Re: [Gegl-developer] babl roadmap
- From: Elle Stone <ellestone ninedegreesbelow com>
- To: Øyvind Kolås <pippin gimp org>
- Cc: gegl-developer-list <gegl-developer-list gnome org>, Gimp-developer <gimp-developer-list gnome org>
- Subject: Re: [Gegl-developer] babl roadmap
- Date: Mon, 13 Oct 2014 18:34:15 -0400
On 10/13/2014 03:25 PM, Øyvind Kolås wrote:
On Mon, Oct 13, 2014 at 8:19 PM, Elle Stone
<ellestone ninedegreesbelow com> wrote:
As the purpose of the roadmap seems to be guiding future development, the
list of editing operations that rely on the chromaticities of the RGB
working space needs to be expanded. The following list is not complete, but
it's a start:
The place for this would be in the GIMP wiki; where the state of
migration from old type gimp plug-ins to GEGL ops, as well as other
tracking state of ops are maintained.
http://wiki.gimp.org/wiki/Hacking:Porting_filters_to_GEGL
It's OK with me if you put the information in the GIMP wiki. But if you
attribute the information to me, please include the disclaimer that I
think your architecture will eventually collapse under its own weight.
Someone should check all editing operations for perceptually encoded RGB to
figure out which operations depend on the chromaticities, and then add these
operations to the list of operations that need to be special-cased in the
planned "sRGB as PCS" architecture.
The per-op working pixel representation are part of GEGLs design, thus
it isn't really special casing - but specifying.
You designed an architecture around converting images to unbounded sRGB
for editing.
After 6 months of trying to show you that your architecture has serious
built-in problems, you finally believe me, or at least you believe
Mansencal and Sayre.
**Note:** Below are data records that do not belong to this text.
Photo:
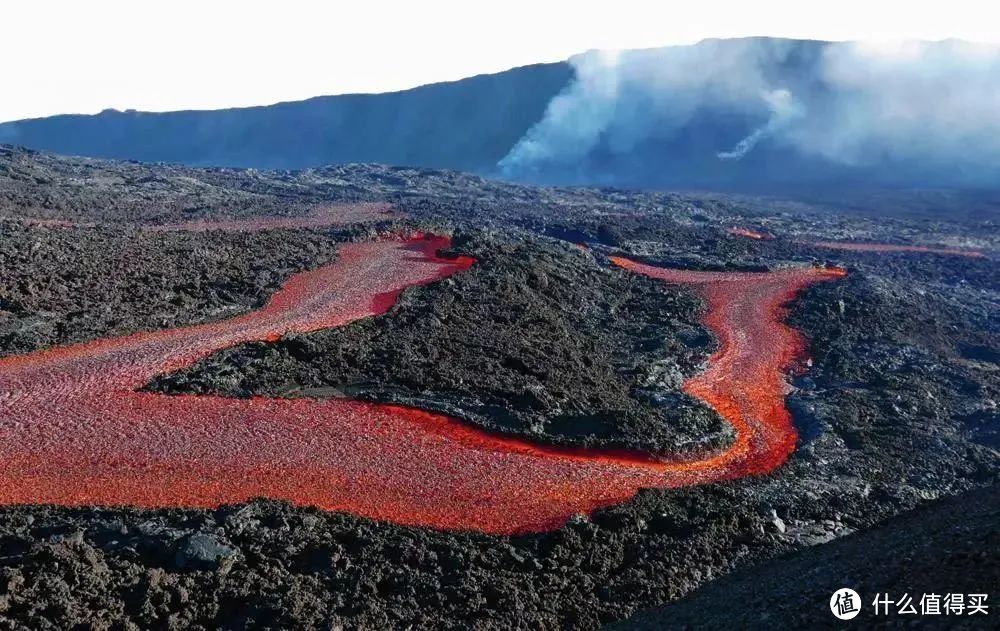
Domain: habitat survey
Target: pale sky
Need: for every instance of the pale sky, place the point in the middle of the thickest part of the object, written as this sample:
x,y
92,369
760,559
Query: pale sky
x,y
75,56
But you want to keep the architecture anyway.
So now all chromaticity-dependent editing operations will require a
brand new "special "specifying"", unless the image is already an sRGB image.
If you didn't intend to convert all images to unbounded sRGB for
editing, there wouldn't be any reason to "special "specify"" roughly
half of all the editing operations that you offer through the GIMP UI.
With respect,
Elle Stone
--
Some operations that require "special "specifiying"", assuming linear
encoding:
Channel data used as a blending layer
Channel data used for making selections
Colors/Alien Map HSL
Colors/Alien Map RGB
Colors/Auto stretch contrast
Colors/Auto stretch contrast HSV
Colors/Channel Mixer (try Margulis' "enhance green" formula)
Colors/Desaturate average
Colors/Desaturate lightness
Colors/Mono Mixer (except Luminosity-based B&W conversions)
Colors/Posterize
Colors/Threshold
Colors/Levels Gamma slider operations
Colors/Levels Red, Green, and Blue Input/Output sliders
Colors/Levels "Auto Pick" (used for white balancing images)
Filters/Artistic/Cartoon
Filters/Edge Detect/Sobel
Filters/Enhance/Red Eye Removal
Filters/Noise/HSV Noise
Filters/Noise/RGB Noise
Filters/Artistic/Soft glow
Filters/Artistic/Vignette (any color except gray, white, black)
Layer blend Mode/Burn
Layer blend Mode/Color
Layer blend Mode/Darken only
Layer blend Mode/Difference
Layer blend Mode/Divide
Layer blend Mode/Dodge
Layer blend Mode/Hard light
Layer blend Mode/Hue
Layer blend Mode/Lighten only
Layer blend Mode/Multiply
Layer blend Mode/Overlay
Layer blend Mode/Screen
Layer blend Mode/Saturation
Layer blend Mode/Value
Paint tools depend on the working space chromaticities when using the
following blend Modes: Burn, Color, Darken only, Difference, Divide,
Dodge, Hard light, Hue, Lighten only, Multiply, Overlay, Saturation,
Screen, Soft light, Value.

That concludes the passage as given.